Corporate Layoffs and Wealth Concentration Accelerate the Shift
Layoffs connected to AI deployment are already visible across major sectors. In 2023, more than 260,000 workers were laid off from the tech industry, with many companies citing AI efficiencies as the reason. In early 2025, Meta eliminated approximately 3,600 jobs—about 5% of its global workforce.
Financial institutions including Goldman Sachs and Morgan Stanley have implemented AI to automate client services, reducing the need for junior analysts—positions that traditionally provided access to middle-class incomes. As AI systems take over core business functions, companies are reallocating resources to maximize returns on technology rather than labor.
At the same time, economic data indicates that the benefits of productivity growth are increasingly accruing to capital owners.
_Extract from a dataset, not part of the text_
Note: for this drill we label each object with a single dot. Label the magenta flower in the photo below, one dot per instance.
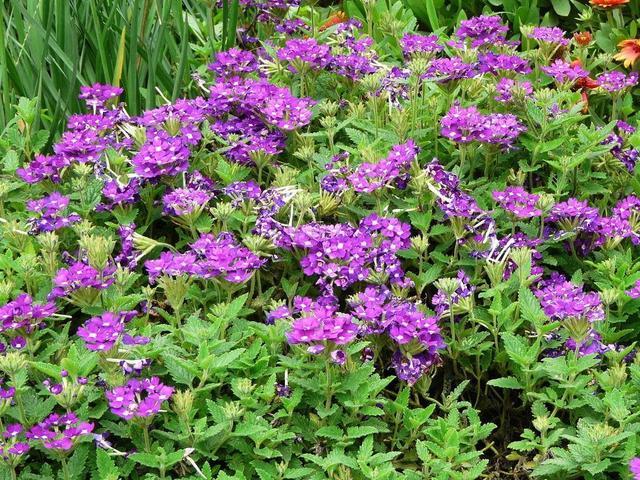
(60, 432)
(138, 398)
Between 1979 and 2022, labor productivity in the U.S. rose by 64.6%, but hourly compensation for the average worker increased by only 17.3%, according to the Economic Policy Institute.
Wealth is becoming increasingly concentrated. Federal Reserve data shows that the richest 10% of Americans now own 70% of all national wealth. The middle class—defined as households with incomes between two-thirds and twice the median—held 62% of the country’s wealth in 1980 but just 43% by 2023.
These figures point to a widening economic divide driven in part by the rapid adoption of AI technologies in professional and administrative sectors.